TIRANA, July 21 – Declining interest rates in the domestic market fuelled by the key interest rate standing at a historic low of 2 percent since late January 2015 has considerable reduced the cost of Albania’s public debt, currently hovering at a record of 70 percent of the GDP, and posing a serious challenge to Albania’s macro-economic stability and investments in key priority areas.
Latest Finance Ministry data shows public debt hit a historic high of around 1 trillion lek (€7.14 bln) or around 68 percent of the GDP excluding government arrears of around 2 percent of the GDP in the first half of this year.
However, total debt service, which includes interest payments plus the repayments of principal to creditors, cost the Albanian government 28.5 billion lek (€200 million) in the first half of this year, down from 30.6 billion lek (€215 million) during the same period last year and 27 billion lek (€190 million) in the first half of 2013 when public debt was officially reported at 62 percent of the GDP without including accumulated unpaid bills of around 5 percent of the GDP.
The reduction in the debt service was affected by a cut in domestic debt interest rates which dropped to 14 billion lek (€99 million), down from 18 billion lek (€126 million) in the first half of 2014 on lower T-bill and bond yields.

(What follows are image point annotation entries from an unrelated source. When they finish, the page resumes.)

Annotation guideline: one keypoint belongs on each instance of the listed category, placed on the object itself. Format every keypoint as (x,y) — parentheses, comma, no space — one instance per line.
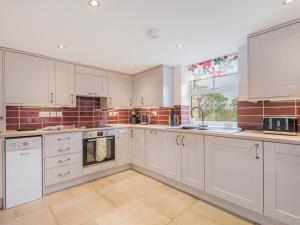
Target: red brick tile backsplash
(250,115)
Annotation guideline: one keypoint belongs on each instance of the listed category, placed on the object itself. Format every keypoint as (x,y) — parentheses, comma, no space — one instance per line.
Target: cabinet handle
(256,151)
(65,160)
(177,139)
(64,174)
(182,143)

Meanwhile, external debt interests rose to 2.5 billion lek (€18 million) as the depreciation of Albania’s national currency lek against the U.S. dollar and the Saudi Arabian and the UAE currencies increased Albania’s external debt.

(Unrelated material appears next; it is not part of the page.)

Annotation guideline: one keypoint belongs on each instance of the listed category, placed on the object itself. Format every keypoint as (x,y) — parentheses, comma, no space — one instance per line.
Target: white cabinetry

Total debt service cost the Albanian government a record of around 57.8 billion lek (€404 million) in 2014, almost the same amount government spend on public investments.
Public investments hit a record low for the past seven years in 2014 when they dropped to 60.5 billion lek (€426 million) the lowest level since 2007, according to Finance Ministry data.
Public investments, which are estimated at 5 percent of the GDP and considered a key driver of the economy, were down by 7.5 percent compared to 2013 and down by 8.3 percent compared to the government target.
Turkish-owned BKT, the second biggest bank in Albania, has increased its share of Albania’s domestic debt in the past four years by around 5 percent filling the gap left by Raiffeisen which has sharply withdrawn from investments in Albania’s government securities.
External borrowing by the government of Albania consists of multilateral and bilateral official credits, syndicated bank borrowing, and a Eurobond.
At around 70 percent of the GDP, Albania has the highest public debt in the region.
With public debt hovering at around 70 percent of the GDP and the country’s population slightly declining, the per capita debt, measuring government’s total debt divided by the population, has increased by around 40 percent in the past four years and is expected to further rise in 2015, according to a study.
Data published by Open Data research centre show the per capita debt, used as a measure of the state’s indebtedness, rose to 341,643 lek (Euro 2,395) in 2014 and is projected to rise by another 6.5 percent to 363,750 lek (Euro 2,550) in 2015 as the population continues shrinking.
Immigration was one of the major reasons for the decline in Albania’s population between 2001 and 2011 when 481,000 Albanians left the country. The latest census showed Albania’s resident population shrank by 8 percent to 2.82 million people in 2011 compared to a decade ago.